Archbishop Peter Wells: Don’t Use Religion as a Political Tool
By Fr Paul Tatu CSS – Religion should not be used as a political tool or as a form of oppression, apostolic nuncio Archbishop Peter Wells told Catholic delegates at a meeting on ecumenism and interreligious dialogue.
Fifty delegates from South Africa and Botswana met at the Lumko Institute and Retreat Centre in Benoni, Johannesburg archdiocese, to renew their commitment to the ecumenism initiated by Vatican II.
Archbishop Wells said that religion must not be confined, but expressed in the public sphere. It must also educate young people in respect, responsibility and non-violence, which is possible only with the help of the Holy Spirit.
He reminded delegates that Christ himself mandates ecumenism and interreligious dialogue.
“The main mission of the two is to encourage different religions to learn from each other and go against the prevalent culture of staying in a circle of like-minded people,” the archbishop said. Dialogue across faith communities aims to “unite with people of other faiths against nihilism and any kind of injustice”.
Archbishop Wells noted that the Church, with the World Council of Churches, is engaging governments on their policies and economies.
“Many teaching documents are being produced and they must be brought to grassroots level, without a silo mentality,” he said, using a term to describe not cooperating with others pursuing the same goal.

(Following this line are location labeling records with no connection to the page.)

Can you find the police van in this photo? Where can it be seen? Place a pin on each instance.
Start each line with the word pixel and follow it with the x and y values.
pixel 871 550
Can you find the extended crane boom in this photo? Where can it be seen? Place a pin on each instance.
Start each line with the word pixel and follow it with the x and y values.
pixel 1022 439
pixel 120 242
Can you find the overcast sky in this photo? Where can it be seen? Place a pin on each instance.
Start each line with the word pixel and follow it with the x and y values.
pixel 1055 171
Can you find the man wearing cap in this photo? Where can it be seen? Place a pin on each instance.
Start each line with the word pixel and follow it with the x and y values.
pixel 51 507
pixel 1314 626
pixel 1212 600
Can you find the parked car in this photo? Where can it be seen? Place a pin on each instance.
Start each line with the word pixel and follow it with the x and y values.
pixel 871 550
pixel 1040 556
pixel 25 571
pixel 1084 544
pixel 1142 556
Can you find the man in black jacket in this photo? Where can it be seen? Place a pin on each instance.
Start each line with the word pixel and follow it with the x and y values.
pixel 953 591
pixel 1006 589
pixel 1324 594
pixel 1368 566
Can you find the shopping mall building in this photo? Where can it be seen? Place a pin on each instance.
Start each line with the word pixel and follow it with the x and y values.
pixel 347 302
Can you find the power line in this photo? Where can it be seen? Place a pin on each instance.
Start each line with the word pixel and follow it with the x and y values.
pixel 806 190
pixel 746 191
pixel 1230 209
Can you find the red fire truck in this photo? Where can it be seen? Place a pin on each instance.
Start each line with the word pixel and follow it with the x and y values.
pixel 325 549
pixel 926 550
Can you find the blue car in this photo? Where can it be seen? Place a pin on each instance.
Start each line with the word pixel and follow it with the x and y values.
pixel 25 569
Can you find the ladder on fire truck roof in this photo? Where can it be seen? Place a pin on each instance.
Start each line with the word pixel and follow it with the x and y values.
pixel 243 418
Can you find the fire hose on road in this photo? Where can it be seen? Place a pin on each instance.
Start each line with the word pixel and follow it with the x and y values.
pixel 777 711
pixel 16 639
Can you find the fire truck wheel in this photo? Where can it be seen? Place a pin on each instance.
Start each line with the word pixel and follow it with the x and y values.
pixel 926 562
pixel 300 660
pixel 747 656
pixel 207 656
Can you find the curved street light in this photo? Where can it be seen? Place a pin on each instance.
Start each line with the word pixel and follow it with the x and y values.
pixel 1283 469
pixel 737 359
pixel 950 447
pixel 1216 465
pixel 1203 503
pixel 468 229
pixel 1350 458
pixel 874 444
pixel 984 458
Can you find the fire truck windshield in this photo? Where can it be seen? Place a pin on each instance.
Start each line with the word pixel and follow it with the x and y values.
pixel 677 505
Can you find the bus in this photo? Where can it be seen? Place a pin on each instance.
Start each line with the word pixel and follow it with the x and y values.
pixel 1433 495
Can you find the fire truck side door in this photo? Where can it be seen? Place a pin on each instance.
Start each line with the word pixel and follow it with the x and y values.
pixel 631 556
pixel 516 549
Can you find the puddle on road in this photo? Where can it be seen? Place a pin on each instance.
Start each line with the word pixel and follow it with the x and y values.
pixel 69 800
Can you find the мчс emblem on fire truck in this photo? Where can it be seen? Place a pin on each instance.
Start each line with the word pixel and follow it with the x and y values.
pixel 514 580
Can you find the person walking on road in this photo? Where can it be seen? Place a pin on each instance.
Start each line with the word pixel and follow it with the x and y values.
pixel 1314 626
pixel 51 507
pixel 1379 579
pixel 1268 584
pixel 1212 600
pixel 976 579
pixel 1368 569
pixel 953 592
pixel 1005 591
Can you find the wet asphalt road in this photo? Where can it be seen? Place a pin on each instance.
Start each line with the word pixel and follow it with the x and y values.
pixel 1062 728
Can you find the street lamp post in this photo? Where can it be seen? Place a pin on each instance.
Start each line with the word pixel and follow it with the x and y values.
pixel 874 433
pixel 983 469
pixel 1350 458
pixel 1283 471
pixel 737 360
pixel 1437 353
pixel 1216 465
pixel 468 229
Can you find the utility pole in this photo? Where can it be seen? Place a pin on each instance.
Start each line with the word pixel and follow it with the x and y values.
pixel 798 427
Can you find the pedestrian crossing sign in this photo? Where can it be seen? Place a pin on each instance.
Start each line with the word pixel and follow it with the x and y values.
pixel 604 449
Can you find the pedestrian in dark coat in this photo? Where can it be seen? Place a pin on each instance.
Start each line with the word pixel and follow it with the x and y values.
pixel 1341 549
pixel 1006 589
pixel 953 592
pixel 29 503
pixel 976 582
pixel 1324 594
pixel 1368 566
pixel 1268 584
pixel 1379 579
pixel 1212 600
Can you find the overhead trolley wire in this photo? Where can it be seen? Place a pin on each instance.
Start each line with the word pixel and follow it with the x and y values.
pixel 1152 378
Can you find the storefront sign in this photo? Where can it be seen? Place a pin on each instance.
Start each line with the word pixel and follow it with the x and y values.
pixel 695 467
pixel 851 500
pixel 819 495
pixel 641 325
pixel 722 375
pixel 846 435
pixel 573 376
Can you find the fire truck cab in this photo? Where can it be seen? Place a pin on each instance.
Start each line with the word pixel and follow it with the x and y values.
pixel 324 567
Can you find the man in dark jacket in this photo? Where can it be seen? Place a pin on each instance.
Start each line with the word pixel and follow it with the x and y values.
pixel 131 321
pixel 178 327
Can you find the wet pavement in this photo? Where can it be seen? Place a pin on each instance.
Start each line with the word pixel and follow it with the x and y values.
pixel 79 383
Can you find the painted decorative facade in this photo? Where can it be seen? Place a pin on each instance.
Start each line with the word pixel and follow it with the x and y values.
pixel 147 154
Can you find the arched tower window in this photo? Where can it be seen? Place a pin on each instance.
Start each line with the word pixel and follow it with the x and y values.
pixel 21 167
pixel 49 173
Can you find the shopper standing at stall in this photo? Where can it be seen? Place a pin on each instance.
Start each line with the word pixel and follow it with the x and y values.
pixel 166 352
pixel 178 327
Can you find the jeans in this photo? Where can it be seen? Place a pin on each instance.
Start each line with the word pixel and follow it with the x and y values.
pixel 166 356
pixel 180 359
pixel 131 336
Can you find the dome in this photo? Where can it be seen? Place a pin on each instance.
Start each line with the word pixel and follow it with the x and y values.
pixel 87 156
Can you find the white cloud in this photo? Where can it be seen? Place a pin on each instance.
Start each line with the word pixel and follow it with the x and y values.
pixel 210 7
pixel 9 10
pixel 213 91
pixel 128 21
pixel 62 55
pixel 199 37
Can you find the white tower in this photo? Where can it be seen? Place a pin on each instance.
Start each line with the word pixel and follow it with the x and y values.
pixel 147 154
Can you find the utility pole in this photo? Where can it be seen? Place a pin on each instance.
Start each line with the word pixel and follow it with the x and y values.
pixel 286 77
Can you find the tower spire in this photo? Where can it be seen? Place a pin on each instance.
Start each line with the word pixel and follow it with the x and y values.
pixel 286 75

Bishop Jan de Groef of Bethlehem, chair of the Southern African bishops’ conference’s Department of Ecumenism and Interreligious Dialogue, asked participants to express their expectations and fears. Most wished to strengthen their skills at unity-building and overcoming antagonism and prejudice.
Panellists at the symposium included four members of South Africa’s Church Unity Commission: Dr Ishmael Noko, former general-secretary of the Lutheran World Federation; Pastor Gustav Claassen of the Dutch Reformed Church; Anglican Bishop Allan Kannemeyer; and commission secretary-general Sikawu Makubalo, a Methodist pastor.
Each gave a testimony of their ecumenical pilgrimage through friendships, family ties, shared mission, liturgy, encounters, Bible-sharing, and engagement in the struggle against apartheid.
Representatives of other religions also addressed the symposium.
Bishop Victor Phalana of Klerksdorp appealed to those of all faiths to stand together to tackle xenophobia and gender-based violence in South Africa.
The SACBC has printed booklets of guidelines on ecumenism and interfaith dialogue, which will be made available to parishes.